Teman guru menanyakan kepada siswa termaksud tentang dirinya yang tak mengenakan sepatu. Dijawabnya dengan suara agak tersendat, menandai bahwa si siswa ini takut.
Teman guru memainkan perannya yang terlihat marah, yang semakin menakutkannya. Hampir siswa ini menangis. Tetapi, klimaks "drama" harus tetap tercapai, sehingga siswa ini diminta maju, persis dekat dengan papan tulis, kesannya diberi hukuman.
Tetapi, tanpa ada aba-aba, dalam sekejap, teman-temannya langsung berdiri dari tempat mereka masing-masing, lalu berjalan ke arah papan tulis sembari bertepuk tangan. Aura kegembiraan dan kebahagiaan, kata teman guru, menguar di ruang kelas.
Dan, satu siswa membawa sepatu baru yang masih berada dalam kardus, kemudian menyerahkannya kepada satu teman mereka yang memang menerima perhatian secara khusus. Sembari menerima sepatu, matanya sembab oleh air mata bahagia.
Saya, mungkin juga Anda, kadang berpikir bahwa anak-anak tak sejauh ini bergerak untuk membangun sikap kesetiakawanan. Mereka harus diarahkan oleh orang yang lebih dewasa.
Dalam konteks ini, setidak-tidaknya, guru atau wali kelas, mengarahkan. Atau, memfasilitasi rencana baik mereka. Baru kemudian, benak mereka bergerak. Tetapi, tak seperti ini ternyata.
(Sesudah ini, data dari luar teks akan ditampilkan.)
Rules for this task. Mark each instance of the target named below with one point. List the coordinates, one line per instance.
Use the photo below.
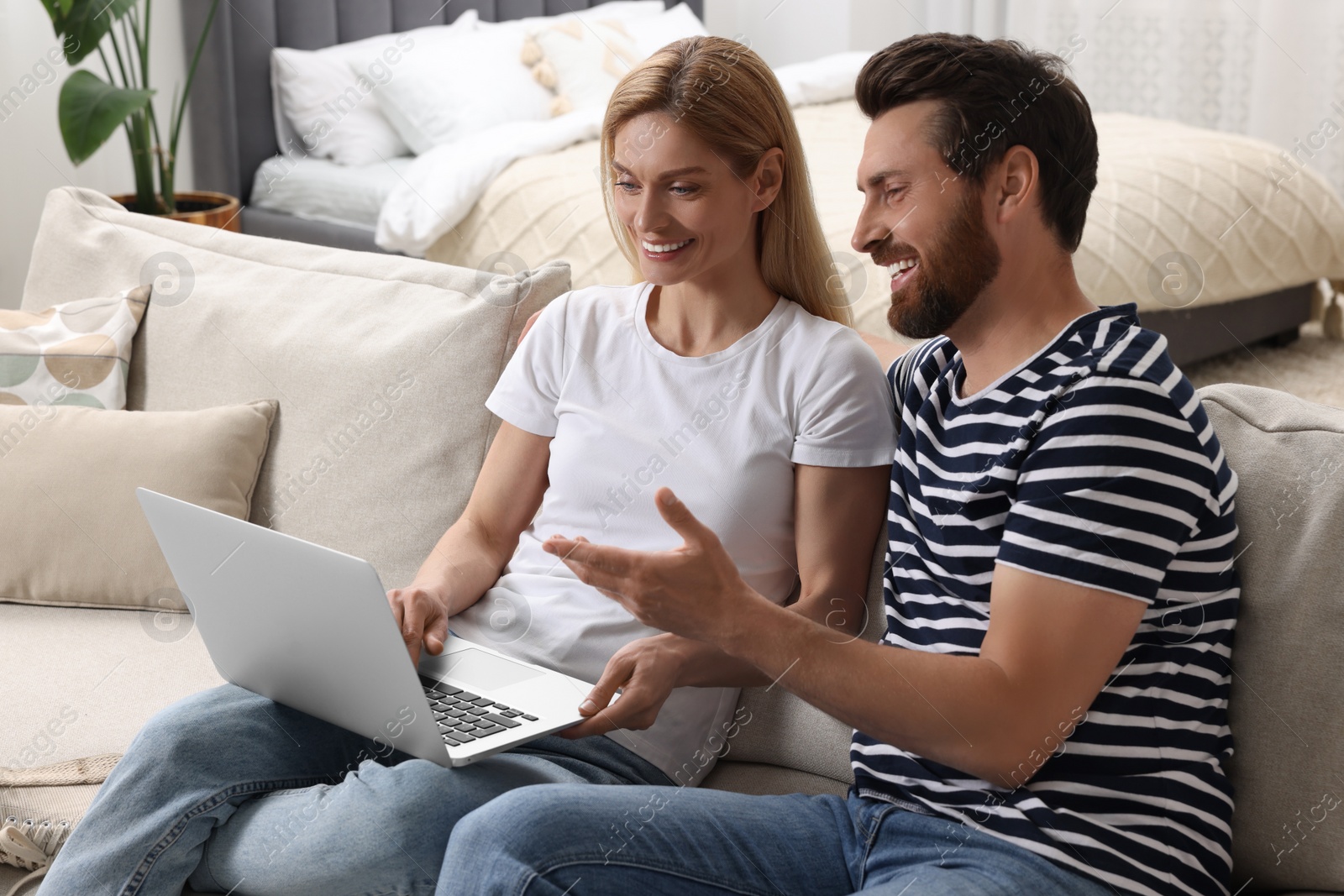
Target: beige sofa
(316, 329)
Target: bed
(1191, 224)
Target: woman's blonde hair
(726, 96)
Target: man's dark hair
(995, 94)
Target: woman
(726, 375)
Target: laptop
(311, 627)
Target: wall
(33, 157)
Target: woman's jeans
(241, 794)
(656, 841)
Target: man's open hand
(694, 590)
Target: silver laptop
(311, 627)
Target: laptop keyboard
(465, 718)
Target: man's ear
(1016, 183)
(768, 179)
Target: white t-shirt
(723, 432)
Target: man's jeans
(245, 795)
(654, 841)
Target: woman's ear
(768, 179)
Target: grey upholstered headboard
(232, 123)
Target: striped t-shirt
(1093, 463)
Sekalipun tanpa ada keterlibatan langsung orang yang lebih dewasa, mereka memiliki hati yang mau berbagi. Bahkan, mereka dapat menciptakan suasana dramatis yang dipastikan tak hanya mengesan, tetapi menggairahkan pembelajaran di kelas.
Sebab, satu rekan yang diberi perhatian sangat merasa dihargai dan diberi ruang tumbuh kembang bersama.